Future value (tax paid): $276K

This was a fluke! 

But if your ongoing investment gains are all taxed at 50% of your current marginal rate, and you fully collapse the RRSP in 20 yrs and are fully taxed at the top Alberta marginal rate you would be dead even at a 5% return. Higher tax on your invest income, or keeping your RRIF/RRSP beyond age 70 puts the edge to the RRSP. And the RRSP would certainly not be all taxed at the top rate (you'd need other income of $130K each (increased for indexing) before this happened).

This is based on my off the cuff assumptions. Just to demonstrate a point. You could play around with different investment returns, or a different drawdown period but, generally, over 20+ yrs the RRSP is not necessarily punitive.


----------



## peterk (May 16, 2010)

This seems like a scenario with no "right" answer. The only thing you can do is fully crunch your own numbers with multiple fluctuating variables for growth, tax rate, inflation, clawbacks, withdrawal time-frame etc. play with the numbers, figure out which scenarios are most likely with the info you have, and go with it.


----------



## Northof60 (Nov 22, 2010)

Thanks Charlie and MoneyGal (and kcowan and peterk as well).

I really appreciate the time taken to help me weigh options. I will play with some scenerios and figure out what to do. 

I guess this turned out to a more interesting question than I first thought...lol


----------



## steve41 (Apr 18, 2009)

Pull down the RRIFmetic demo. This is what the program does.... incorporate income tax over time. It almost always turns out that to shelter your RRSP makes the most sense. The exception is if you have a terminal illness and don't expect to make it past 70 (say). For the normal retirement plan..... shelter.


----------



## Northof60 (Nov 22, 2010)

Thx.
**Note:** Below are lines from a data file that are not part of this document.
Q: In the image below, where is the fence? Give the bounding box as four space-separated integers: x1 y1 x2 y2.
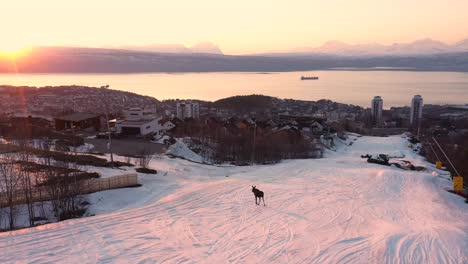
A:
0 173 138 208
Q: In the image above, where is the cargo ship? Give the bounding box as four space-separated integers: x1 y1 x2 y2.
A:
301 76 318 81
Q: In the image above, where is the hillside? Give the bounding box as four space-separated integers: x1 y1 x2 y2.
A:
213 94 280 112
0 136 468 263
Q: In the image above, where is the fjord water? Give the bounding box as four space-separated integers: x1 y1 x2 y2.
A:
0 71 468 108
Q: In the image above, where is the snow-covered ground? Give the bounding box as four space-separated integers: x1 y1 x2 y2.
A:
0 137 468 263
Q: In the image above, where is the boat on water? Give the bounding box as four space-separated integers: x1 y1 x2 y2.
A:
301 76 318 81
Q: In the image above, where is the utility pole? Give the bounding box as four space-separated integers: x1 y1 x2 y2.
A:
101 85 114 167
432 137 461 176
252 119 257 165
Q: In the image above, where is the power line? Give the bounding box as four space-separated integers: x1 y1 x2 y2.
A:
429 143 441 160
432 137 461 176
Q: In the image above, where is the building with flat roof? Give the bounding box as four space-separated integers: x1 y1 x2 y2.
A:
115 108 162 136
176 102 200 120
54 112 103 131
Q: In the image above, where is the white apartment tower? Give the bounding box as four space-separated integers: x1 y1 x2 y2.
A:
410 94 423 125
371 96 383 124
177 102 200 120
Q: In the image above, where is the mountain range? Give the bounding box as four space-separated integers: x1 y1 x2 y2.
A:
0 39 468 73
103 42 223 55
263 38 468 56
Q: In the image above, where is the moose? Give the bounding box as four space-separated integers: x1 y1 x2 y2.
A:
252 185 265 206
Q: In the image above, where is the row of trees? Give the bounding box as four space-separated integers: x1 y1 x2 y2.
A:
168 120 314 163
0 143 85 230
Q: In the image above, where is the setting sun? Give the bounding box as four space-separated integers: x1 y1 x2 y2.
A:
0 45 31 58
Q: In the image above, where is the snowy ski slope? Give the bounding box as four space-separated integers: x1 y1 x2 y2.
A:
0 137 468 263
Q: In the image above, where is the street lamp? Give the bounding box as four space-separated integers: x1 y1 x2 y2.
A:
252 117 257 165
101 85 114 166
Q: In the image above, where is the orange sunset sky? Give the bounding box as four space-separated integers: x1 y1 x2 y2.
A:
0 0 468 54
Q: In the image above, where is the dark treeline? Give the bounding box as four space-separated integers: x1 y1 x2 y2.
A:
0 142 88 230
173 120 314 164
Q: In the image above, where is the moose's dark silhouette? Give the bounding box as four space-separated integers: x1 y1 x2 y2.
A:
252 185 265 206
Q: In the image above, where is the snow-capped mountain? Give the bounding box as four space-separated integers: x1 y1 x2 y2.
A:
291 39 468 56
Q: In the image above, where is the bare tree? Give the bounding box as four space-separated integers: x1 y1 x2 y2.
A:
0 153 20 229
138 148 153 168
16 141 35 226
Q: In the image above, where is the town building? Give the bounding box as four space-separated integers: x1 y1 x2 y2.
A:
410 94 423 125
371 96 383 125
115 108 161 136
177 102 200 120
54 112 104 131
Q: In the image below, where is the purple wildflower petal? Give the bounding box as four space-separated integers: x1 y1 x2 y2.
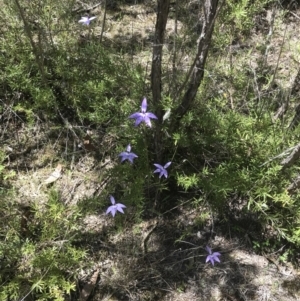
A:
109 195 116 205
145 112 158 119
214 257 221 262
134 116 144 126
144 113 151 128
141 97 147 113
129 112 143 119
205 246 211 254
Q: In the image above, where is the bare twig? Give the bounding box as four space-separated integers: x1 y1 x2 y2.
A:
280 143 300 168
100 0 107 43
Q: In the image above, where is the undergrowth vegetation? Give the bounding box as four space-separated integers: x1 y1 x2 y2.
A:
0 0 300 300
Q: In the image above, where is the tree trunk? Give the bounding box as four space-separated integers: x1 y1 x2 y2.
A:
172 0 219 129
151 0 170 164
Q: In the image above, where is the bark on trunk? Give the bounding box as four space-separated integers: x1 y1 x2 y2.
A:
151 0 170 162
173 0 219 129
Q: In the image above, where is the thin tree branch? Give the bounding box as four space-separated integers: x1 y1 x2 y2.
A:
173 0 219 124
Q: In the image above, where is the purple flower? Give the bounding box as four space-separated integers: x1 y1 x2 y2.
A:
106 195 126 217
153 162 172 178
205 246 221 265
119 144 138 163
78 17 96 25
129 97 157 128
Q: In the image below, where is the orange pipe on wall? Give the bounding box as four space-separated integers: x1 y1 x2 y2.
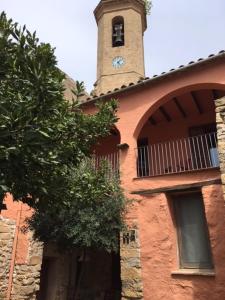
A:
6 202 23 300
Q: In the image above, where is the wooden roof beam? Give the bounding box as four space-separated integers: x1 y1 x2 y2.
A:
149 117 157 126
212 90 221 100
159 106 172 122
191 92 203 114
173 98 187 118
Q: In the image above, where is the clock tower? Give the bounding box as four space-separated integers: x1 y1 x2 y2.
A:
94 0 147 95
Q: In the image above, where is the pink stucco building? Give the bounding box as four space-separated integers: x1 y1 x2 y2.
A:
0 0 225 300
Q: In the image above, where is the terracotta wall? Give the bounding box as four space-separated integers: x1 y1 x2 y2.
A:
138 185 225 300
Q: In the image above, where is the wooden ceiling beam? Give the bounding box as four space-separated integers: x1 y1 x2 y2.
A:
149 117 157 126
173 98 187 118
159 106 172 122
191 92 203 114
212 90 220 100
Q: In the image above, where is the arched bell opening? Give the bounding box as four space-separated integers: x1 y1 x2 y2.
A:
112 16 125 47
137 87 225 177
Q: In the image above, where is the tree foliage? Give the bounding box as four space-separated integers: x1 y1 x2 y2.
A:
29 159 126 251
0 13 126 253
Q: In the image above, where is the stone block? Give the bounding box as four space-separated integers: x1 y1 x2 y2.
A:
29 256 42 266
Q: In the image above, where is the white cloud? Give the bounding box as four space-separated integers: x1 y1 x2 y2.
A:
0 0 225 91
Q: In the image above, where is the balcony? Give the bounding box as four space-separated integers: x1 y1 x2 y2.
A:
136 132 219 178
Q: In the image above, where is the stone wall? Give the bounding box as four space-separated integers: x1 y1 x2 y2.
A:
0 216 16 300
120 226 143 300
215 97 225 199
11 232 43 300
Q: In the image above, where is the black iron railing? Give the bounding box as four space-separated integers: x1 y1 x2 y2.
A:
136 132 219 177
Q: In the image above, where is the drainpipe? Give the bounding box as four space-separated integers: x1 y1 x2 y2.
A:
6 202 22 300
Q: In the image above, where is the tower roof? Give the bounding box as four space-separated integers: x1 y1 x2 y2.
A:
94 0 147 31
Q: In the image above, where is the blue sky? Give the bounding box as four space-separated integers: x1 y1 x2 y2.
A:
0 0 225 91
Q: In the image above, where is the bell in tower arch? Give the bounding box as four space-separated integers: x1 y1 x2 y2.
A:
112 17 125 47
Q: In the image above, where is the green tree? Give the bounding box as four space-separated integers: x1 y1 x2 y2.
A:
0 13 125 251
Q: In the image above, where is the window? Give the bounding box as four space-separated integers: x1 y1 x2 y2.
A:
112 17 125 47
172 192 213 269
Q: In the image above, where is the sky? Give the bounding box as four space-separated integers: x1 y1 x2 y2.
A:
0 0 225 92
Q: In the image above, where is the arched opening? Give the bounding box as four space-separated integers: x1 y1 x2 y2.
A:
112 16 125 47
37 245 121 300
134 87 225 177
93 127 121 175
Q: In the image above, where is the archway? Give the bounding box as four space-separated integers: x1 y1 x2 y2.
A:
135 85 225 177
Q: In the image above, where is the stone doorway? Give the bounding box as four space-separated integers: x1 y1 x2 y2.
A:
37 246 121 300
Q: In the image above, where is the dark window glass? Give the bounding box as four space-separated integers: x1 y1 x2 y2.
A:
137 138 149 177
112 16 125 47
173 193 213 269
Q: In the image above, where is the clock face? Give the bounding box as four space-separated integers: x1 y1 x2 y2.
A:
112 56 125 69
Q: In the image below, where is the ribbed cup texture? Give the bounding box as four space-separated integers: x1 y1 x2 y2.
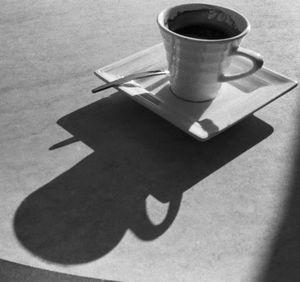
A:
161 29 240 101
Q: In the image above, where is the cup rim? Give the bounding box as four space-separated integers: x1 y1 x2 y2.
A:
156 3 251 43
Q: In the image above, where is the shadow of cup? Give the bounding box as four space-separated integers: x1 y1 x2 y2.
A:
14 93 272 264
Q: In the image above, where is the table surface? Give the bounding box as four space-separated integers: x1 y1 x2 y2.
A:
0 0 300 281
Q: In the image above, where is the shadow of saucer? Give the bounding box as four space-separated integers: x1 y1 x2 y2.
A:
14 93 272 264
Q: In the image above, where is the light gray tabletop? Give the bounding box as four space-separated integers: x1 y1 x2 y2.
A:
0 0 300 282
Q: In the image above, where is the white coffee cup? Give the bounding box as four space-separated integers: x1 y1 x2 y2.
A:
157 3 263 102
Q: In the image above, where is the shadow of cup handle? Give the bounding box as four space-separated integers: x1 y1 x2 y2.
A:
131 194 182 241
219 47 264 82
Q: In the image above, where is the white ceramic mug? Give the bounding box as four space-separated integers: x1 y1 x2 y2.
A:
157 3 263 102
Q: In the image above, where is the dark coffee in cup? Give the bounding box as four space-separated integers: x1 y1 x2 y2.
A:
167 9 240 40
173 24 234 40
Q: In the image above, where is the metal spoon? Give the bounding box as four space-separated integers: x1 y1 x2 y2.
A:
92 70 168 93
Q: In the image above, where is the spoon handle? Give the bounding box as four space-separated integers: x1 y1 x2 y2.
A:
92 70 168 93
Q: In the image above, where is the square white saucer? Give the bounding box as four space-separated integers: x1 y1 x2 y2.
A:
95 44 297 141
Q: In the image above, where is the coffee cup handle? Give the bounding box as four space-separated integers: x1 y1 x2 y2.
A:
219 47 264 82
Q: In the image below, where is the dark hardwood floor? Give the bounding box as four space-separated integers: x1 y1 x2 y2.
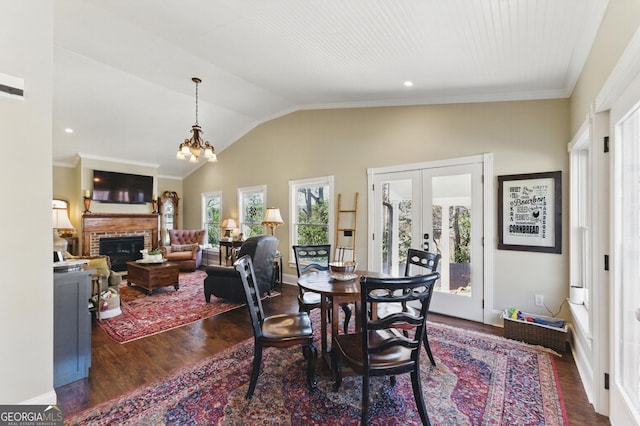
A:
56 285 609 425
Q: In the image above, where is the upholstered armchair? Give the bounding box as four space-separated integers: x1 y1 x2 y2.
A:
67 255 122 319
161 229 206 271
204 235 278 303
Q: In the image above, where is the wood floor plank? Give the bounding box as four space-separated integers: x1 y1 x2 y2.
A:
56 285 609 425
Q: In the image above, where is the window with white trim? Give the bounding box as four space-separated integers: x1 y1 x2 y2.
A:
238 185 267 239
569 129 592 309
202 192 222 248
289 176 333 250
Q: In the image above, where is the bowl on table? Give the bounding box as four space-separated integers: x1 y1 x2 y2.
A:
329 262 358 274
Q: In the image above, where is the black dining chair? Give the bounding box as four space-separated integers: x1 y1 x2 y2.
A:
331 272 440 425
233 255 318 399
293 244 351 333
377 249 441 367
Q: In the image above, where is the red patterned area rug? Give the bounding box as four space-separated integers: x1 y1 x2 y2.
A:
98 270 250 343
70 312 568 426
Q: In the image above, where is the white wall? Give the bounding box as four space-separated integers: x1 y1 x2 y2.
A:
0 0 55 404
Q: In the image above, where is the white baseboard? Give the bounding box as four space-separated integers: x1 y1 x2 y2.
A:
20 389 58 405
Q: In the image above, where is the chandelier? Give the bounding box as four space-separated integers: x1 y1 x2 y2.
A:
176 77 218 163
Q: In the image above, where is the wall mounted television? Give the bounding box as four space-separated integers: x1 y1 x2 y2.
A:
91 170 153 204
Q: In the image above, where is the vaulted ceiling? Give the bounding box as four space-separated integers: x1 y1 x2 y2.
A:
53 0 607 177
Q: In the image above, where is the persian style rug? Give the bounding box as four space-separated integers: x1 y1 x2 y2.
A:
98 270 243 343
65 316 568 426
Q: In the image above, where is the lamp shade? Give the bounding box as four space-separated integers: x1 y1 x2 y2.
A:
262 207 284 226
220 218 237 228
52 208 74 229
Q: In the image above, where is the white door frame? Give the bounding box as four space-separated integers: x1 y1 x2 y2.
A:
367 153 500 325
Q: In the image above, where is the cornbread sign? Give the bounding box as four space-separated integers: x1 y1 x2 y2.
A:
498 171 562 253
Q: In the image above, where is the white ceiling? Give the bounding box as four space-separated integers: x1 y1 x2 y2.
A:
53 0 607 177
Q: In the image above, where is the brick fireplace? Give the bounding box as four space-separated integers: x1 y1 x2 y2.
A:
82 213 159 256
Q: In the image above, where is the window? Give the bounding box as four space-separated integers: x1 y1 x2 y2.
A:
238 185 267 238
202 192 222 247
569 126 592 309
289 176 333 250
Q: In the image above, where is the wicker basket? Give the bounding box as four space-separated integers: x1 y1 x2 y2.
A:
502 310 569 352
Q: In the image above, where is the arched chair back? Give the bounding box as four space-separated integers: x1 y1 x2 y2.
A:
404 249 441 277
293 244 351 333
293 244 331 276
331 272 440 424
233 255 317 399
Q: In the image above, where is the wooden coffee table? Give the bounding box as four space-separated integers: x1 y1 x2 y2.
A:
127 262 180 294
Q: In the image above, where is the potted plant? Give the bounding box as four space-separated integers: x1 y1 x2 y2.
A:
149 248 162 262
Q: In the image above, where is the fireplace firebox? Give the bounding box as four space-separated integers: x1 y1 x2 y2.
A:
100 236 144 272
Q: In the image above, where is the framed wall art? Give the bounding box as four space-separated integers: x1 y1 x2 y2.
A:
498 171 562 253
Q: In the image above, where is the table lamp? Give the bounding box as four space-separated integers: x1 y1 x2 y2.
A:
262 207 284 235
51 200 74 262
220 218 237 240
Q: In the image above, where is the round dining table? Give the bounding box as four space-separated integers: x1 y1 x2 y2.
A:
298 271 389 359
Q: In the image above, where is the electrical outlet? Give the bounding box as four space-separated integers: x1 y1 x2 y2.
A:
535 294 544 306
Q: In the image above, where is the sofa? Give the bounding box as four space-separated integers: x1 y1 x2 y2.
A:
204 235 278 303
160 229 206 271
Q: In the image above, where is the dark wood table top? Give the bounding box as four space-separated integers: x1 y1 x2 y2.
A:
298 271 389 296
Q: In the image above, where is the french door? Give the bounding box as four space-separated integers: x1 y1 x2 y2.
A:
609 100 640 424
369 157 484 322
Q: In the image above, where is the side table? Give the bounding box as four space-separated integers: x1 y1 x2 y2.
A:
218 240 244 265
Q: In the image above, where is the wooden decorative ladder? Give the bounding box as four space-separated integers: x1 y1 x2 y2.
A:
333 192 358 262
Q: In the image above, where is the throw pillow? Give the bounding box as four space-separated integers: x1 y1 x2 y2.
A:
171 244 198 252
89 257 109 270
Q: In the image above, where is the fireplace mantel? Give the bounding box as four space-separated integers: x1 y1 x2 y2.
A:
82 213 159 256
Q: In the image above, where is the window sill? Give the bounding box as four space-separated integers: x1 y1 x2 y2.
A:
569 303 593 340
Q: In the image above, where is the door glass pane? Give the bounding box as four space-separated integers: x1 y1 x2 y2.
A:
616 111 640 412
430 174 471 296
382 179 413 276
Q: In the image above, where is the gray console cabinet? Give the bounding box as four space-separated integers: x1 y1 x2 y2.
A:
53 269 94 388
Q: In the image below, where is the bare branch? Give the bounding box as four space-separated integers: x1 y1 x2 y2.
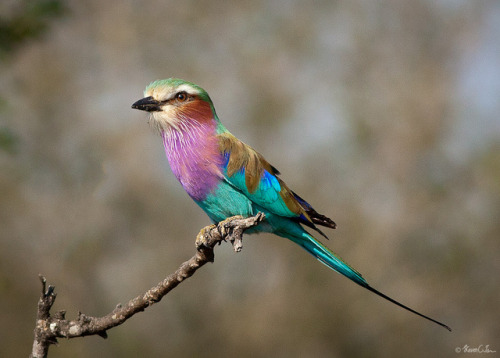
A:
30 213 264 358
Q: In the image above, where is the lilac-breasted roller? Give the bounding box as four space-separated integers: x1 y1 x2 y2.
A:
132 78 451 331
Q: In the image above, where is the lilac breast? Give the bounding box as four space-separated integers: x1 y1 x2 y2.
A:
162 121 223 201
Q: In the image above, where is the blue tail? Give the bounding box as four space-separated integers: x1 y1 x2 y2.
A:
286 230 451 331
290 232 368 287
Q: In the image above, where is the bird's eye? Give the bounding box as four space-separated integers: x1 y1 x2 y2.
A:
175 92 188 102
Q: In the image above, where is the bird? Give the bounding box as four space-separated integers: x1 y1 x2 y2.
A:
132 78 451 331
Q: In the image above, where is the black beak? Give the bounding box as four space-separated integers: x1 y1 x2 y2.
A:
132 96 161 112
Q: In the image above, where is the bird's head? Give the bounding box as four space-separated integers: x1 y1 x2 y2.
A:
132 78 218 132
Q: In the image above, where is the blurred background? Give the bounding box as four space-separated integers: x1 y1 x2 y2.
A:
0 0 500 357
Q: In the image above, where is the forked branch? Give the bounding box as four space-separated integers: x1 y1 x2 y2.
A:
30 213 264 358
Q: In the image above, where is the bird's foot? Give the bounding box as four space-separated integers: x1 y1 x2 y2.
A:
196 213 265 252
217 215 243 252
195 224 220 251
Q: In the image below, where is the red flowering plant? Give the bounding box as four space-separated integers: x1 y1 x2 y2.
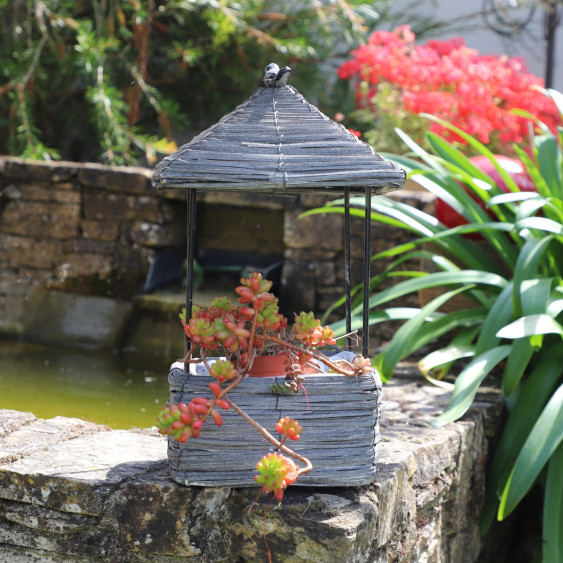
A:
157 272 372 501
338 25 559 156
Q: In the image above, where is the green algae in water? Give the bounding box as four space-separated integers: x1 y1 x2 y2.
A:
0 340 174 429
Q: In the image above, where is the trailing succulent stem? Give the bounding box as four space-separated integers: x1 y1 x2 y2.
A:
157 272 372 501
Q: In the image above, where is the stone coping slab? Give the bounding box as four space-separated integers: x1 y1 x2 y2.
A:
0 366 502 563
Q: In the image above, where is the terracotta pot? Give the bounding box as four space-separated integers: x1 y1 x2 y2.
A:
248 353 321 377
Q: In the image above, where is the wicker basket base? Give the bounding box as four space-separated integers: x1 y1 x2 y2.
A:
168 356 381 487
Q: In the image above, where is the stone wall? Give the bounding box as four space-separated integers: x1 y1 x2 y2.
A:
0 365 503 563
0 157 432 346
0 157 185 335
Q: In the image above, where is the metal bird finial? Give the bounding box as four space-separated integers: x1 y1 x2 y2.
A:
264 63 291 88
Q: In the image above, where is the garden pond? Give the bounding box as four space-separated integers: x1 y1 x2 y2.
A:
0 339 170 429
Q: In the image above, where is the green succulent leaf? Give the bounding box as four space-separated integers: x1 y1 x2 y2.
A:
481 343 563 533
496 314 563 339
432 346 511 426
498 384 563 520
542 442 563 563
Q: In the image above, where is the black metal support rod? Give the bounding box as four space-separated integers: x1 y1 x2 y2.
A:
544 0 560 88
184 188 197 371
344 188 352 351
362 188 371 358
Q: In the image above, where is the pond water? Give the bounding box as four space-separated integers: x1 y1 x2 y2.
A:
0 340 175 429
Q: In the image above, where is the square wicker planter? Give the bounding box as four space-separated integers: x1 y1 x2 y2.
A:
168 352 381 487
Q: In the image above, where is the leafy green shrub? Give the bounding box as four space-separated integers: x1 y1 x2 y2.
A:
0 0 389 164
306 90 563 563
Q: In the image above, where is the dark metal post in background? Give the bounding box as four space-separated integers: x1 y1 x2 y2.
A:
344 188 352 351
362 188 371 358
544 0 561 88
184 188 197 371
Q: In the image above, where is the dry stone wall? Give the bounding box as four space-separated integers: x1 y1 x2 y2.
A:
0 157 432 346
0 365 502 563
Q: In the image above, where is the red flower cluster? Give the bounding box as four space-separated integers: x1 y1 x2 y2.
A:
338 25 560 150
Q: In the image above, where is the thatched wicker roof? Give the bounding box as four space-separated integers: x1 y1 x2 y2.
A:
153 86 405 194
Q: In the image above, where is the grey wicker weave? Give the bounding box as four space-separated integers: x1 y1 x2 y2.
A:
153 63 405 486
168 363 381 487
153 86 405 195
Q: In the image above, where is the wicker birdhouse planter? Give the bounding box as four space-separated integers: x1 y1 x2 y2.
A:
153 65 405 492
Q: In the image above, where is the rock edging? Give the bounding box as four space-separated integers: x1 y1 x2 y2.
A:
0 377 502 563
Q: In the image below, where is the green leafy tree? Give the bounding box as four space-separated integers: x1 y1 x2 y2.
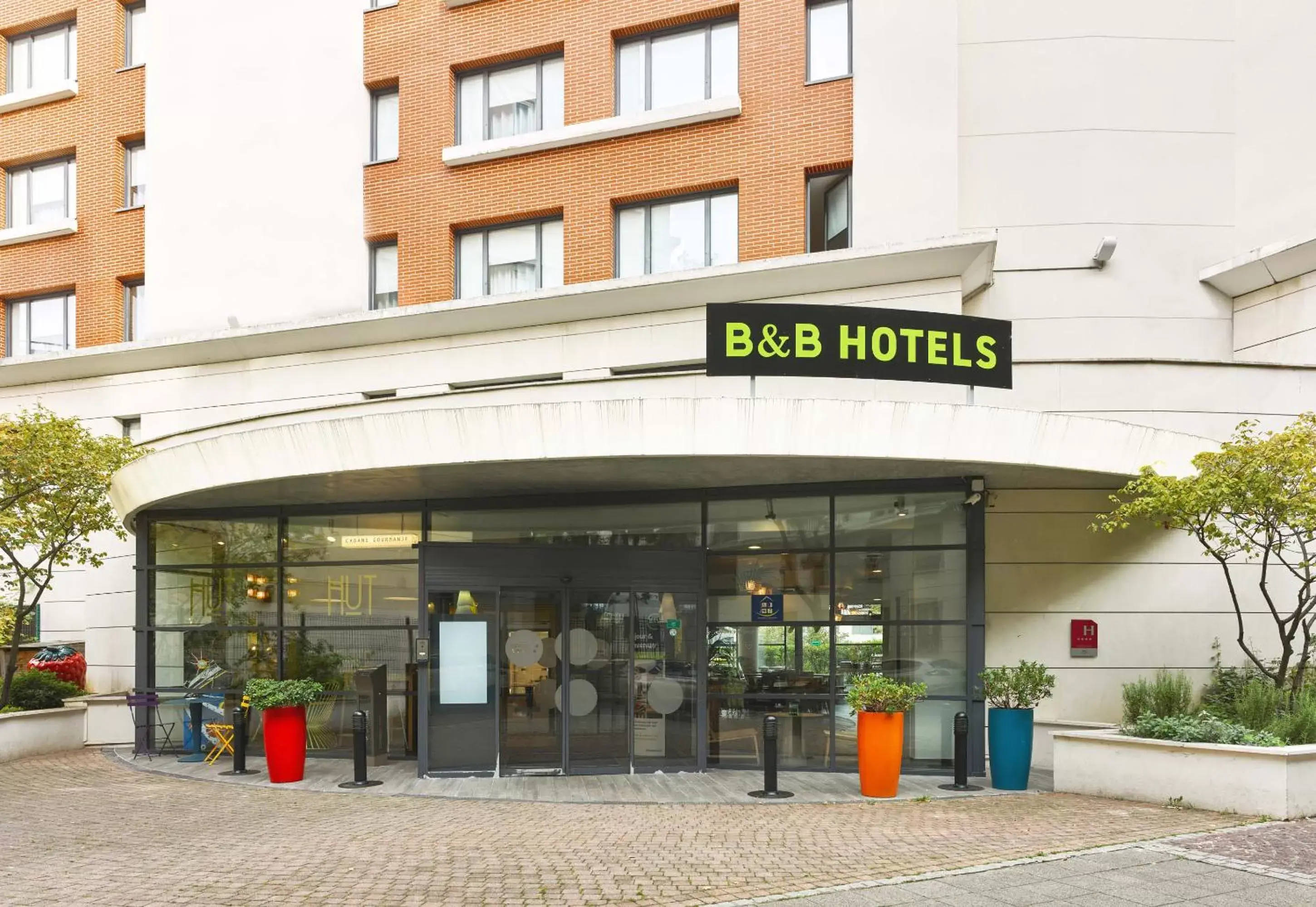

I bought it two years ago and it helped me plan for retirement. Great product. Really powerful. I lost it with a computer problem but will rebuy newest personal edition. Going to wait until we move in June though, because if I get into that program again I'll never put it down....lol. The whole planning forward thing will be a late fall project when we are settled in new house and city and have a better hand on all actual expenses (as opposed to some that are estimated).


----------



## kcowan (Jul 1, 2010)

I am willing to bet that, if you can prove you purchased it, you can get it again gratis. Steve is a reasonable man.


----------



## Northof60 (Nov 22, 2010)

kcowan said:


> I am willing to bet that, if you can prove you purchased it, you can get it again gratis. Steve is a reasonable man.


 I have April 2011 Visa statement that I could scan.


----------



## steve41 (Apr 18, 2009)

Northof60 said:


> I have April 2011 Visa statement that I could scan.


OK...... I can upgrade your original (or last) renewal gratis. Email me ( steve at fimetrics.com )

Steve


----------



## pacman (Sep 6, 2009)

Another endorsement for Steve and RRIFmetic. Very good program


----------